Experts have speculated that interested parties in the sale may include Air France, Germany’s Lufthansa, and International Airline Group, the holding company for British Airways and Iberia, which is run by former Aer Lingus chief executive Willie Walsh.
If the sale were to proceed, clauses that would protect Aer Lingus’s valuable Heathrow slots being used for access to Irish airports may be introduced. Such slots are considered a primary asset of any airline.
“We have a 25pc stake. You actually need 30pc to block any changes on slots. More and more people are using other connections other than Heathrow,” Mr.

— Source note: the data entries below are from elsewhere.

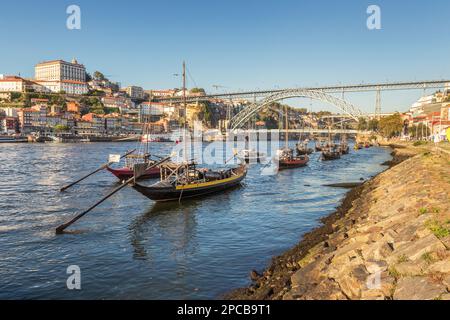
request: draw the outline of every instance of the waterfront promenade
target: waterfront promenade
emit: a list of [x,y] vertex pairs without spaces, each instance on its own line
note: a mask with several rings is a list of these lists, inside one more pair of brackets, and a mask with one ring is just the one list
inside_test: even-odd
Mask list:
[[[231,299],[450,299],[450,155],[398,145],[324,225]],[[407,160],[405,160],[407,159]]]

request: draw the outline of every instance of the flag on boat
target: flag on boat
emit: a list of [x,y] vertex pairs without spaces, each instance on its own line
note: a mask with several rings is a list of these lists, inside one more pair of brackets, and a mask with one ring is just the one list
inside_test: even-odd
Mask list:
[[120,154],[110,154],[108,162],[119,163],[120,162]]

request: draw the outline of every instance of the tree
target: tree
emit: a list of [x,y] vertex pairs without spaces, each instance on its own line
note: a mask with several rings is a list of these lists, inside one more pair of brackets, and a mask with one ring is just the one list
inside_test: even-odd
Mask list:
[[369,123],[367,124],[367,129],[369,131],[378,131],[379,121],[377,119],[371,119],[369,120]]
[[203,88],[192,88],[189,92],[190,93],[206,94],[205,89],[203,89]]
[[380,133],[387,138],[398,136],[403,130],[403,120],[399,113],[381,118],[379,123]]
[[103,73],[101,73],[100,71],[95,71],[94,72],[94,80],[104,81],[104,80],[107,80],[107,79],[105,78]]
[[57,125],[54,127],[54,129],[55,129],[56,132],[62,132],[62,131],[68,131],[68,130],[70,130],[70,128],[69,128],[68,126],[65,126],[65,125],[62,125],[62,124],[57,124]]

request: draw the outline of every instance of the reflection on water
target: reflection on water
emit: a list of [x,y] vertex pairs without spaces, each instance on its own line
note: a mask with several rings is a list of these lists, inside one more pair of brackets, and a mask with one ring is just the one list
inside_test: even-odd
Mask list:
[[[157,144],[156,154],[170,145]],[[355,182],[383,170],[385,149],[262,176],[203,199],[155,204],[125,188],[55,236],[54,227],[117,186],[102,172],[66,193],[59,188],[133,144],[0,146],[0,298],[207,299],[249,283],[273,255],[298,242]],[[79,265],[82,290],[65,289]]]

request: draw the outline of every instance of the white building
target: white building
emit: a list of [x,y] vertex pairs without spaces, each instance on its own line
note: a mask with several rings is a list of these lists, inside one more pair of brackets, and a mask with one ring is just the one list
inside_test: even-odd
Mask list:
[[42,62],[37,64],[34,70],[36,80],[86,82],[86,68],[75,59],[72,62],[64,60]]
[[417,100],[417,102],[413,103],[413,105],[411,106],[409,111],[413,114],[414,113],[422,113],[423,107],[428,104],[432,104],[432,103],[436,103],[436,97],[434,94],[421,97],[419,100]]
[[63,80],[63,81],[47,81],[36,80],[36,83],[47,88],[51,92],[65,92],[68,94],[82,95],[89,92],[89,88],[86,82],[75,80]]
[[18,76],[2,76],[0,78],[0,92],[49,92],[37,82],[26,80]]
[[86,83],[86,68],[77,60],[66,62],[53,60],[35,66],[36,82],[52,92],[68,94],[86,94],[89,92]]
[[131,99],[144,99],[144,89],[137,86],[129,86],[125,89],[126,93]]

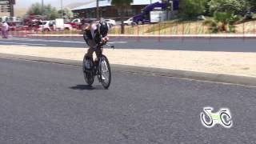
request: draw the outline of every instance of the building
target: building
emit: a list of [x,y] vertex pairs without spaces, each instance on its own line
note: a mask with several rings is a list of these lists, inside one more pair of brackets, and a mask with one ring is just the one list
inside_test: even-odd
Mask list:
[[[130,7],[124,11],[125,17],[130,18],[142,13],[145,6],[160,0],[134,0]],[[72,11],[79,18],[96,18],[96,1],[89,4],[76,7]],[[111,6],[108,0],[99,0],[99,15],[101,18],[118,19],[121,17],[121,10]]]

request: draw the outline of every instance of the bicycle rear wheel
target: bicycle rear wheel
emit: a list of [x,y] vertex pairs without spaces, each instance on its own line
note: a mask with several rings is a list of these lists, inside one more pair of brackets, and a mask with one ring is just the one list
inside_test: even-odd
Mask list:
[[[83,61],[82,61],[83,76],[84,76],[84,78],[85,78],[86,83],[89,86],[91,86],[94,82],[94,74],[93,70],[88,70],[86,69],[86,55],[85,55],[83,58]],[[93,66],[93,60],[91,59],[90,62],[91,62],[90,66]]]
[[111,82],[111,70],[109,60],[105,55],[100,58],[98,68],[101,82],[105,89],[108,89]]

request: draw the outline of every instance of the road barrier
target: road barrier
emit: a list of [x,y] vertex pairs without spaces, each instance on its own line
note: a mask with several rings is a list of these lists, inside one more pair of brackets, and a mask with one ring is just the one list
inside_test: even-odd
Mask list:
[[[134,26],[125,26],[125,34],[121,34],[121,26],[113,26],[110,35],[114,38],[137,38],[138,42],[141,38],[154,38],[159,42],[166,38],[256,38],[256,21],[247,22],[234,26],[234,33],[212,33],[210,26],[203,22],[160,22],[154,24],[144,24]],[[82,30],[66,31],[10,31],[14,36],[23,37],[34,34],[34,37],[82,37]]]

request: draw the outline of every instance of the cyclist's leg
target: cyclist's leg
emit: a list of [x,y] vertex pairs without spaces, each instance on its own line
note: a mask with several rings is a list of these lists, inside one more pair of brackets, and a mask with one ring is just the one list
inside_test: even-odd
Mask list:
[[[86,60],[89,60],[88,62],[90,62],[90,60],[93,60],[93,54],[94,54],[94,46],[96,45],[95,42],[93,40],[88,40],[88,45],[89,45],[89,49],[87,50],[87,53],[86,54]],[[86,67],[88,69],[90,69],[92,66],[90,66],[90,62],[86,62],[87,66]]]

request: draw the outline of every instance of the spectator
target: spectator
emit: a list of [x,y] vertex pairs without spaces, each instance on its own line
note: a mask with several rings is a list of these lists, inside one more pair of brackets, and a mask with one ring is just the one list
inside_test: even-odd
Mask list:
[[2,34],[3,38],[8,38],[9,25],[6,22],[3,22],[2,25]]

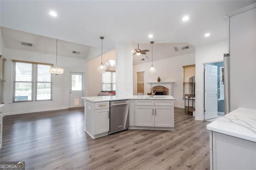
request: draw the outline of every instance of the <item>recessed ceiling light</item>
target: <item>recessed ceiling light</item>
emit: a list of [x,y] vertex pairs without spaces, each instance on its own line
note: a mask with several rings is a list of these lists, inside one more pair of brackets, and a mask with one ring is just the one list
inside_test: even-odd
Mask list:
[[204,36],[205,37],[209,37],[210,35],[211,35],[211,34],[210,34],[210,33],[206,33],[205,34],[204,34]]
[[49,14],[52,16],[57,16],[57,14],[54,11],[52,11],[50,12]]
[[182,21],[187,21],[189,19],[189,17],[188,16],[184,16],[184,17],[182,18]]

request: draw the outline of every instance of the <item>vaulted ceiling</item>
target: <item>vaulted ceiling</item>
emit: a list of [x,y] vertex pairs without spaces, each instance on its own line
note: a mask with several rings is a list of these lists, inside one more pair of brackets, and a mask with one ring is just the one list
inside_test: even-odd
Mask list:
[[[1,0],[2,26],[106,49],[116,41],[187,42],[194,46],[226,38],[224,15],[255,0]],[[57,16],[49,15],[54,10]],[[184,22],[183,16],[189,16]],[[206,38],[206,32],[211,33]]]

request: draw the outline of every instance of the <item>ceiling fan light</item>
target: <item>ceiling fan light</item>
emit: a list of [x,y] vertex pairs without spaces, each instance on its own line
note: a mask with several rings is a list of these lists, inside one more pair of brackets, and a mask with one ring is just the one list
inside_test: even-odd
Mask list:
[[153,64],[151,65],[151,67],[148,69],[148,73],[150,74],[153,74],[156,73],[156,69],[153,66]]

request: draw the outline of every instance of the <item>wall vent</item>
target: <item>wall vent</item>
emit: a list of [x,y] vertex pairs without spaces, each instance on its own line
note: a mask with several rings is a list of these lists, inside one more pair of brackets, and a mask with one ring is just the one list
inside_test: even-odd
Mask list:
[[73,53],[74,54],[79,54],[80,53],[80,52],[73,51],[72,53]]
[[189,47],[188,47],[188,46],[185,46],[185,47],[183,47],[181,48],[182,48],[182,49],[184,50],[184,49],[187,49],[188,48],[189,48]]
[[33,46],[33,44],[31,43],[25,43],[25,42],[22,42],[21,45],[23,45],[29,46],[30,47],[32,47]]

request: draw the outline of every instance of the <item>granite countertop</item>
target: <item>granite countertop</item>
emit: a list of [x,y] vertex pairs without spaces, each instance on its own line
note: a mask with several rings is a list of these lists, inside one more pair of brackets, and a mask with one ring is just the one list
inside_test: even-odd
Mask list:
[[85,100],[94,102],[128,99],[175,100],[173,96],[167,95],[156,95],[153,97],[150,97],[148,95],[134,95],[130,96],[105,96],[82,97],[82,98]]
[[207,125],[207,128],[256,142],[256,110],[238,108]]

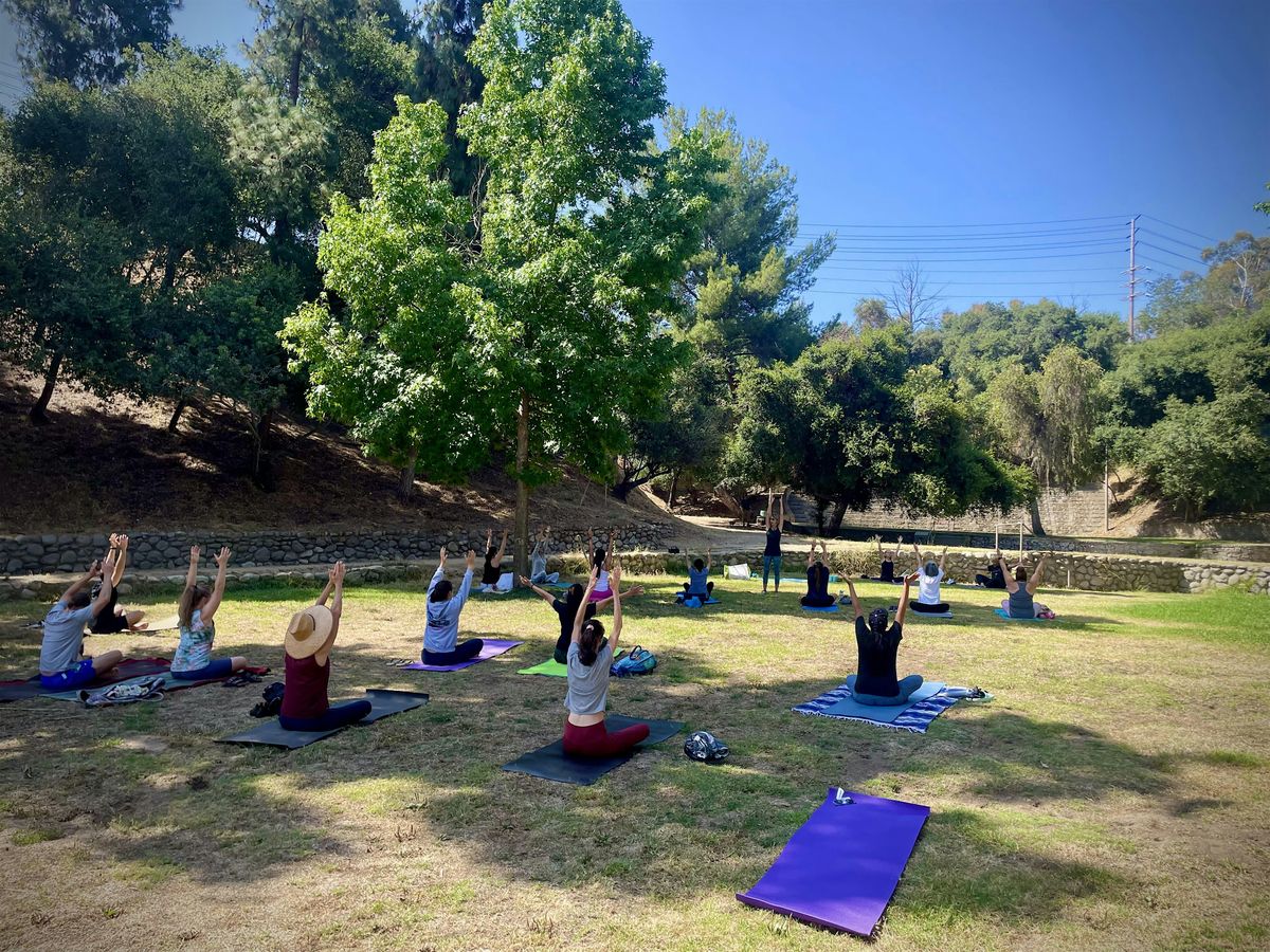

Varadkar told Newstalk radio.
Speculation that Ryanair, who currently own a 29.8pc share in Aer Lingus, may tender a bid for the Government’s stake was dismissed yesterday in a statement issued by the budget-airliner. A bid for the State’s share would not be tendered “if any such offer would be regarded as unwelcome”, according to Ryanair.
“Ryanair would welcome another financially strong airline/investor acquiring the government’s 25 percent stake, which could then work with Ryanair and other like-minded shareholders to restore shareholder value, which has been destroyed over the past five years by the board and management of Aer Lingus.”
The airline went on to say that they would consider selling its stake in Aer Lingus if the bid went through.